Theresa: For me it was Margaret Ryan’s Two Poems and Sunlight in Five Haiku. The ekphrastic poem Vermeer Remastered delighted my senses and tickled my brain with its skillful construction and pictorial language. And it sent me to the dictionary!
Al: Excellent choices! For me it was Joyce Carpenter reading her own poem “Remembrance”. I smile and tear up a little every time I hear it. Choose another category, while I get a tissue.
Theresa: Political Commentary. I was very moved by Junia Ancaya’s A Trip to Ukraine.

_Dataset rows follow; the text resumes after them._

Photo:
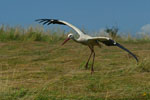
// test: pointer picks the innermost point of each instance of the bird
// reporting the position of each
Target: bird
(85, 39)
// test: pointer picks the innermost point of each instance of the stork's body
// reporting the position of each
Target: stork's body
(86, 39)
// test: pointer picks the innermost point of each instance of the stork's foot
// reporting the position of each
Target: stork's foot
(92, 71)
(86, 66)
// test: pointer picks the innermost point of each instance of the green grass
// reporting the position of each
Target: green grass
(42, 69)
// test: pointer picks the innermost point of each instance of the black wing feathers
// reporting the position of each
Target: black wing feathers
(49, 21)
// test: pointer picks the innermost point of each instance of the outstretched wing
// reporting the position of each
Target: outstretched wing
(109, 42)
(55, 21)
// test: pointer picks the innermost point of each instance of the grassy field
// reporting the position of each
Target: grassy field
(40, 68)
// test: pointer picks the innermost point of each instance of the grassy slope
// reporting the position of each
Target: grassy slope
(49, 71)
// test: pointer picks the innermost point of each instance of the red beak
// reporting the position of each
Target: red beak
(65, 41)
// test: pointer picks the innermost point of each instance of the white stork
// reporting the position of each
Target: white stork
(85, 39)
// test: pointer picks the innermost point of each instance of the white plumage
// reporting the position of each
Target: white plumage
(86, 39)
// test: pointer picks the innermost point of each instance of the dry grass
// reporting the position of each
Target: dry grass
(48, 71)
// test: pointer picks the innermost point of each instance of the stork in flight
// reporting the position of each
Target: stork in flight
(85, 39)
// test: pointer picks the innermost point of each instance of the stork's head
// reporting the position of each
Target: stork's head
(70, 36)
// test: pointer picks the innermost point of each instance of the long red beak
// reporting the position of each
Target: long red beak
(65, 41)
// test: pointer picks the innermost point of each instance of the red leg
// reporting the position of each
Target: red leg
(86, 66)
(92, 68)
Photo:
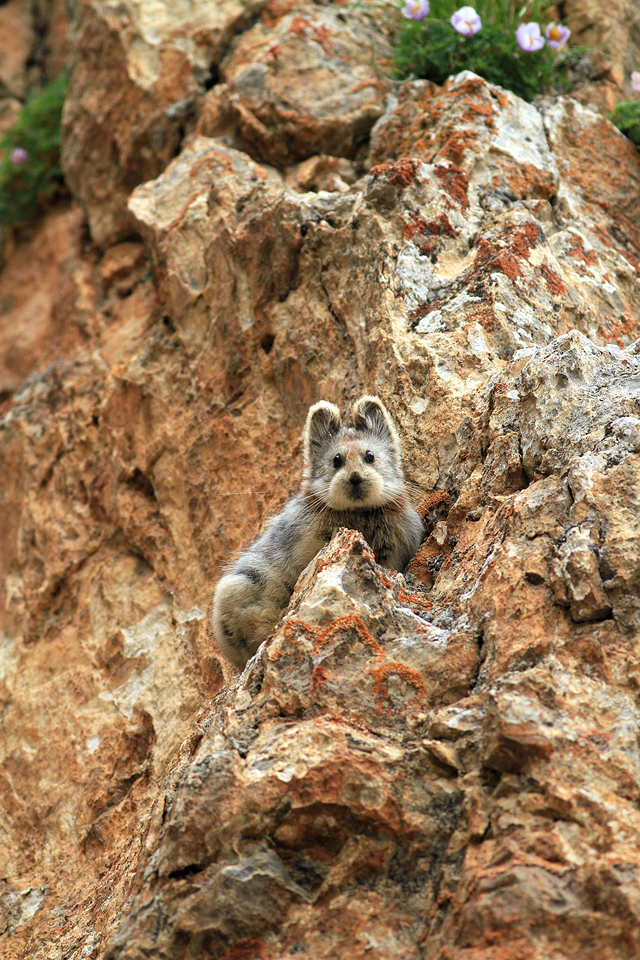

Taken in the context of the Russian invasion, her journey back in time and the memories it evoked was tragically bittersweet.
Al: I enjoyed all of Don Menzel’s articles, but I guess his “US-China Relations: The Ukranian Shadow” pulled me in the most.
Not everything we’ve published falls into some tidy category. I don’t know how to categorize it, but there’s one that just stands out for me.
Theresa: Let me guess, because I think we completely agree on this one: our “Three Odes to Women” issue with independent pieces by Morrey Grymes, Bruce Zimmerman, and Peter Terzian that just fit perfectly together.
Al: Right the first time! Now, can I mention one without you getting mad at me?
Theresa: Well, OK. You’re 700 miles away, so you’re safe.
Al: I really like the research and data presentation in our final Climate Change post. Now, who did that? Theresa Somebody, I think. Anyway, it was awesome.
Theresa: Never heard of her. Is she one of our new writers? Speaking of new writers, someone–I can’t remember who–did this cool mashup of poetry and folklore called “The Crafting of Mjollnir”. We should have run it during Poetry Month, but he took forever to finish it. Worth the wait, though.
I don’t think we can wrap up the year without mentioning Marilyn Myerson and her Imaginative Crew of writers. Marilyn alone delighted us with quirky tales about a time traveling amoeba, angels and butterflies. And she continues to support and inspire others like Mary Bowers and Linda Ho, just to name a few.
And finally, what about a nod to cuisine? Not only did we feature a series of food related blogs for the holiday season, but we also learned how to grow tomatoes and make apple cake. I give Jane Applegate Belzer the edge for Notes from the Rabbit Hole. Persistence and skill personified.
Al: It’s been a pretty good year, hasn’t it? I’m looking forward to what we encounter in 2023.
Theresa: Well, 2023 is “just around the corner”; let’s get to work!